The last films Jessel produced for Fox were: Bloodhounds of Broadway with Mitzi Gaynor (played the Chinese in November 1952), The I Don't Care Girl with Mitzi Gaynor, with Jessel also playing the producer of the picture onscreen (played the Chinese in January 1953), and Tonight We Sing with a cast led by David Wayne (released in January 1953).

Jessel hosted the television program The George Jessel Show, over ABC from September 1953 to April 1954. During the rest of the 1950s and into the 1960s, Jessel guest starred on literally hundreds of television programs.

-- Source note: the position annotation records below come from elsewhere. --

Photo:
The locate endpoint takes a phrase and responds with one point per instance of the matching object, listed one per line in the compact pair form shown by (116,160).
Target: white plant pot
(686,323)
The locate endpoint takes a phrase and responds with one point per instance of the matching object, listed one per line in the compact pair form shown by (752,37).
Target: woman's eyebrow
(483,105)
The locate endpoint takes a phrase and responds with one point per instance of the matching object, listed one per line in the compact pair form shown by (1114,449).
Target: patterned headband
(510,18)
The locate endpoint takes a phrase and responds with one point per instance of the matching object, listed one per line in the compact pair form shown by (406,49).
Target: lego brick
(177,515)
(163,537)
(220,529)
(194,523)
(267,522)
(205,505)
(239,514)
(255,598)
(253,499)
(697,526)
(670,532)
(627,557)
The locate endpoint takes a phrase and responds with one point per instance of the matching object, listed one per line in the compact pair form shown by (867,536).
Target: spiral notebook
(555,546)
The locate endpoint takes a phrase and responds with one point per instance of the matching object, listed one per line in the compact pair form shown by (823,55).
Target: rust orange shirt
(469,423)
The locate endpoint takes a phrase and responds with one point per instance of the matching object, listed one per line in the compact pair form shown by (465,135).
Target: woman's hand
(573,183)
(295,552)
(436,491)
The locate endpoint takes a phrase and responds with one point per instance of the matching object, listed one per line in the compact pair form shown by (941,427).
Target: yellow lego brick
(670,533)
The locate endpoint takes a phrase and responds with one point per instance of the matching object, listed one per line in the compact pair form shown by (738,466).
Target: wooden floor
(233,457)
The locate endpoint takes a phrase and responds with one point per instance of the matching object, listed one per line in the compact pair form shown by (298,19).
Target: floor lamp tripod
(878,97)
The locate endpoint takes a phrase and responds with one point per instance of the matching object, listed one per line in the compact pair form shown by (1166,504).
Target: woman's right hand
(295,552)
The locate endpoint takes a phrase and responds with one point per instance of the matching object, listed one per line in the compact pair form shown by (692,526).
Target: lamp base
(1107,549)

Jessel published his second memoir, This Way, Miss in 1955.

Jessel continued to take small "MC-ish" roles in films like The Busy Body with Sid Caesar and Anne Baxter (released in March 1967), Valley of the Dolls (which played the Chinese in December 1967), Can Heironymus Merkin Ever Foget Mercy Humppe and Find True Happiness? with Anthony Newley (released in March 1969), The Phynx (released in May 1970), and Won Ton Ton, the Dog Who Saved Hollywood (Jessel plays an announcer at a Hollywood premiere filmed in the Forecourt of the Chinese, and which was released in May 1976).

Jessel published his third memoir, The World I Lived In in 1975, and was filmed as one of the "witnesses" in Warren Beatty's film Reds (which played the Chinese in December 1981).
Jessel had died of a heart attack while at the Medical Center at UCLA in May 1981, at the age of 83.
Grauman's Chinese Theatre, Hollywood, California. George Jessel Forecourt block. Executed by Jean Klossner, Tuesday, March 1, 1949. 35 x 32 inches.
Grauman's Chinese Theatre, Hollywood, California. George Jessel Forecourt ceremony, Tuesday, March 1, 1949. Sid Grauman shows an interest as George Jessel makes his footprint with the assistance of cement artist Jean Klossner.